Why should Emin care about unrealistic student fees? Well, besides the fact she studied in the 80s – meaning that her tuition was effectively free – she recently spoke about the importance of accessibility, as she detailed plans for her own art school in Margate. “I’m not having people having part-time jobs and then never coming in,” she says. “So, I’m setting it up so they... will have time to work and paint.”

Does it sound like the majority of young people will have time to paint while paying off a £9,000-per-year loan? No, it does not.

OR THE RACISM, MAYBE? 

Back in 2017, Tracey Emin announced that she would donate more than $85,000 to fund a Syrian student’s studies at Bard College Berlin, as the refugee crisis made headlines across the world. “I want to help and try to make things better, but in a way in which I know I can,” she told the Art Newspaper at the time. “If just one student makes it through that course and does something great with their life, for me it’s all been worth it.”
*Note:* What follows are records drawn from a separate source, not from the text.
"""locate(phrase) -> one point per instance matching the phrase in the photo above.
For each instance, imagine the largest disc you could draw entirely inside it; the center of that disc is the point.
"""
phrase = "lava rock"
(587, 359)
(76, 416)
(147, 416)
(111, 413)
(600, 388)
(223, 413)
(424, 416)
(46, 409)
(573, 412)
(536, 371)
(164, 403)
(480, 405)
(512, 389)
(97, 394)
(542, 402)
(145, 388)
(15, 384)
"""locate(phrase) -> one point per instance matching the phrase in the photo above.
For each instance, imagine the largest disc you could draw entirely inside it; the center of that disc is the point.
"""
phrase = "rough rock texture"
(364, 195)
“I love being an artist, I love my work, and when I see the atrocities taking place in this world, I realise how lucky I am.”
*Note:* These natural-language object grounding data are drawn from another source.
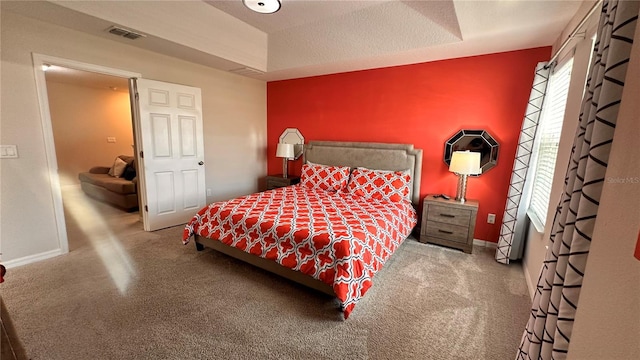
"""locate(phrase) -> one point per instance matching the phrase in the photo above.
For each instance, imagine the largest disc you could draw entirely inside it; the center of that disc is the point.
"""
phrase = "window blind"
(549, 131)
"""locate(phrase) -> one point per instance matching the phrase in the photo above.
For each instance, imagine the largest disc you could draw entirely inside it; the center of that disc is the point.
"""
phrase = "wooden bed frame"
(377, 156)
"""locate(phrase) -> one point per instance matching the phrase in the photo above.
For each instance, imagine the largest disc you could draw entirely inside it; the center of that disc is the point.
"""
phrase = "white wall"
(234, 113)
(607, 324)
(535, 247)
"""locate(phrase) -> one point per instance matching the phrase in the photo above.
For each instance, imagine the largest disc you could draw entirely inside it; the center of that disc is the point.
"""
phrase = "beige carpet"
(122, 293)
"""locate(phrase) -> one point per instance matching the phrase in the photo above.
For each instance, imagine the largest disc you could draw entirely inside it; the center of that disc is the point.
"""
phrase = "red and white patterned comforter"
(337, 238)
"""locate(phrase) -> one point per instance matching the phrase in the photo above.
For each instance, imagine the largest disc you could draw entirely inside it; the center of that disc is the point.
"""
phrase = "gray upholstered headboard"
(378, 156)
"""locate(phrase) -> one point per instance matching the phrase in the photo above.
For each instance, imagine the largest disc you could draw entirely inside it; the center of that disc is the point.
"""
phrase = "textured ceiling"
(307, 38)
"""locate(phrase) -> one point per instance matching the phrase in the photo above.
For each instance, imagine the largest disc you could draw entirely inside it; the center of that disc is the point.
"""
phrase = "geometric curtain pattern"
(555, 302)
(512, 216)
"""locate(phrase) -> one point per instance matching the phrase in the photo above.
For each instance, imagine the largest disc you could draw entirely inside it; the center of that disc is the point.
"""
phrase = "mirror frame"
(293, 136)
(489, 144)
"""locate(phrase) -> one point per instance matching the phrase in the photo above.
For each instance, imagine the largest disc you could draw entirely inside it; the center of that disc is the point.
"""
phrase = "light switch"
(8, 151)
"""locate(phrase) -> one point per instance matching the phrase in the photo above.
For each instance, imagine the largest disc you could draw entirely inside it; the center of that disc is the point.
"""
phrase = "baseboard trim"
(32, 258)
(484, 243)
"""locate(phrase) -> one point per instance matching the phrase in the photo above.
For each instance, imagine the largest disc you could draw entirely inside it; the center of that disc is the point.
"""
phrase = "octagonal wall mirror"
(293, 136)
(474, 140)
By then, though, the UK government had already proven its inadequacy when it came to dealing with asylum seekers and migrants. As reported by the Guardian at the end of the 2010s, it had one of the lowest refugee acceptance rates in Europe, and those that did make it into the country were (and are) treated with hostility.

Then, of course, there’s the Windrush scandal in 2018, which proved that even legal migrants aren’t safe. Still, “More Passion” hung in Number 10, then home to Theresa May, head of a government that was arguably responsible for its own portion of “the atrocities taking place in this world”.

BREXIT?

OK, Tracey Emin herself actually spoke out about this one, expressing regret for cosying up to Cameron and his New Labour predecessor, Tony Blair, in the wake of the vote to leave the EU. “It really aggrieves me to know that I supported both of these men,” she said at an exhibition launch in 2019 (via Politico), and went on to voice her support for a second Brexit referendum.
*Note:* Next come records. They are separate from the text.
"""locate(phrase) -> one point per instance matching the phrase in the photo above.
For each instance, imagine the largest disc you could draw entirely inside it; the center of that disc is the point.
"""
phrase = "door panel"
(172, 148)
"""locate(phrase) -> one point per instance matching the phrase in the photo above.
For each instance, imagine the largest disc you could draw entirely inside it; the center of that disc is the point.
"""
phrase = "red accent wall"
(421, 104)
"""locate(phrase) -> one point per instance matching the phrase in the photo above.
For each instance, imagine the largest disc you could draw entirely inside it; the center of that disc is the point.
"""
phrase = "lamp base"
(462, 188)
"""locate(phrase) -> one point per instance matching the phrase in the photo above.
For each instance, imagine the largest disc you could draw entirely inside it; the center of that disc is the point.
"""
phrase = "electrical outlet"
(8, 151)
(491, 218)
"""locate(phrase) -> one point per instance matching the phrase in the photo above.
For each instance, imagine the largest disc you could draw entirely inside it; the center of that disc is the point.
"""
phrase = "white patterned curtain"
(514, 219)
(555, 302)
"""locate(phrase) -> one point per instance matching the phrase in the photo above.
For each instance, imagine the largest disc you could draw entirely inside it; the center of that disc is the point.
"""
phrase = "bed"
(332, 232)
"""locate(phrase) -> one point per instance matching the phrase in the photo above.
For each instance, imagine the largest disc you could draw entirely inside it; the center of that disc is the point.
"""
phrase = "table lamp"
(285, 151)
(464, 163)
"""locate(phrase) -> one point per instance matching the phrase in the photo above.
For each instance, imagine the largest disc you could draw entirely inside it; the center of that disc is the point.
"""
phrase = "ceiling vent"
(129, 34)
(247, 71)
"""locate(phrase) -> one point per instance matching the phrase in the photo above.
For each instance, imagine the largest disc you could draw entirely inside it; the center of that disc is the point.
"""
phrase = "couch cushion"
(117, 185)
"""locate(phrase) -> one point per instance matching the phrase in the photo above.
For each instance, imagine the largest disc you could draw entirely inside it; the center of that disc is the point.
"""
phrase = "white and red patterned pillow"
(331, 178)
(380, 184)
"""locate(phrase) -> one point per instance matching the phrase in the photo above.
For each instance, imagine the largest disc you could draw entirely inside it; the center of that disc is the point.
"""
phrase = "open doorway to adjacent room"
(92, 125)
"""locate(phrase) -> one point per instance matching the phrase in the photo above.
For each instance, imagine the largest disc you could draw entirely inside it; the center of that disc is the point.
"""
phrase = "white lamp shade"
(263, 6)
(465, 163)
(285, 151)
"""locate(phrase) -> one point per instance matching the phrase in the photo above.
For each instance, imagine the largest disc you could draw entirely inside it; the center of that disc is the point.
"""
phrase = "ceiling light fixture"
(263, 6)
Then again, at the same opening she also declared that Cameron and Blair — who she called out for his immoral invasion of Iraq, by the way — were “fine politicians and essentially good people, (who) will be remembered in history for doing the most terrible things to our political system and I don’t understand why they fell for it, I don’t understand why they did it”. Hmm, maybe they were just overcome with patriotic “Passion”?

WHAT ABOUT THEIR ANTIPATHY TO THE ARTS?

Ironically, given their love of Young British Artists like Tracey Emin, the Tories have an abominable track record when it comes to actual young, British artists. Could it be because their work doesn’t also come with million-pound price tags? Surely not.

But you’d think that Emin would have wanted to distance herself from a government with an obvious disregard for the arts, especially during the pandemic, which has seen Tories suggest that creatives simply retrain as something more useful, while slashing funding for courses in “dead-end” subjects such as music and art. But no, it was the garden parties that did it.

Incidentally, Downing Street has now announced that it will hold talks with Emin about her request for the artwork’s removal. “My understanding is that the work was gifted to the government art collection with an agreement to initially display it in No 10,” says a spokesperson for Boris Johnson. “We will obviously now discuss the location of the work with the artist, and I believe it will remain part of the government art collection that displays works in a number of locations.”